Similarly, let me use the Reliance flat broking fees model on say, movie theaters. So the next time you go to a PVR, you don’t need to buy a ticket. You can flash you Rs. 600 per month movie pass and walk in. Of course, you will need to book a seat in advance using the PVR website. From a PVR point of view – they get fixed rental income for their theater seats (now, not worrying about capacity or selling seats at a lower cost). For one, I don’t understand why anyone can’t enter a movie theater without purchasing a ticket. Can’t I just walk in for having a cup of coffee there? (especially when everyone is watching a movie). Incidentally, this also means more revenue for theaters !
A case study : Netflix and Blockbuster
Alternate pricing models are not new, but what scares me is it’s ability to disrupt industries (and more importantly, my stock value).

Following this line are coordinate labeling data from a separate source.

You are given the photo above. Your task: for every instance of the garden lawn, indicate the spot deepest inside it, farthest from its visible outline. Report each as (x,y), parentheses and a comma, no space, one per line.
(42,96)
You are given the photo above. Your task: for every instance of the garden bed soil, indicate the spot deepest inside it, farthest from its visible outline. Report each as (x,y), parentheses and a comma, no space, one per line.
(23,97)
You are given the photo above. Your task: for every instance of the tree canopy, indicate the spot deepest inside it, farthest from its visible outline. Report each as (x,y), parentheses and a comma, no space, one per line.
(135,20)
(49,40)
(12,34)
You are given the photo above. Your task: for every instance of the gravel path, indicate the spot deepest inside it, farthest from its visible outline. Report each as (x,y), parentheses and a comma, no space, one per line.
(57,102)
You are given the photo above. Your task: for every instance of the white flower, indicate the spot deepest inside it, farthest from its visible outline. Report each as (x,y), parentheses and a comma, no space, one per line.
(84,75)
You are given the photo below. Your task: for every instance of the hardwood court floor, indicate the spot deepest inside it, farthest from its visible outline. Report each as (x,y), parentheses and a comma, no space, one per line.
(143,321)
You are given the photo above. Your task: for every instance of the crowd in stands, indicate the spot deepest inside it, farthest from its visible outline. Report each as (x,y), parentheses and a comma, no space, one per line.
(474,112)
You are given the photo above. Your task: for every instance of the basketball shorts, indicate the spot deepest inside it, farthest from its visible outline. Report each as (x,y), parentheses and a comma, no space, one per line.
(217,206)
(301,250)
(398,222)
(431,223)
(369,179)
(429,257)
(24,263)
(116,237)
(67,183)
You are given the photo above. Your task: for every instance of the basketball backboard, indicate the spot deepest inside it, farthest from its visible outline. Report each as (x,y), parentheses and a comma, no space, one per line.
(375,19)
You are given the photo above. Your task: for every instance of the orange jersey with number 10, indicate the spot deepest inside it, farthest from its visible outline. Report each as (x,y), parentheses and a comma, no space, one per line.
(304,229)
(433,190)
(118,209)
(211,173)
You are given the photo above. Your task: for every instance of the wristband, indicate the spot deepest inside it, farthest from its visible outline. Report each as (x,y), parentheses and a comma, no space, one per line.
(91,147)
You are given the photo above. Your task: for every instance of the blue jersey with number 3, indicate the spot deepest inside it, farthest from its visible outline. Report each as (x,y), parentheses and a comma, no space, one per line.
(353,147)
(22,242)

Take the Netflix v/s Blockbuster case. In May 2002 Blockbuster was trading at USD 30.00, when Netflix (with a USD 76 mm revenue and a disruptive business model) brought out it’s IPO. By Dec 2002, the Blockbuster stock was down to USD 13.00 and by Dec 2006, Blockbuster was trading at USD 5.00.
Currently the stock is priced at USD 2.88. This is irrespective of the fact that Blockbuster makes 4 times more revenue than Netflix and makes 400% more EBITDA. Inversely, Blockbuster’s m-cap trails that of Netflix by over 40%.
Ironically, 5 or 10 years from now, it’s quite possible that nobody will be renting DVD from a website (Netflix) or a store (Blockbuster). Today’s cable companies seem to have a powerful distribution network via the on-demand model, and there is no reason to think that every movie that Blockbuster and Netflix have could be part of a mass digital library, accessible to every customer who has a cable box. That’s the next phase of disruption!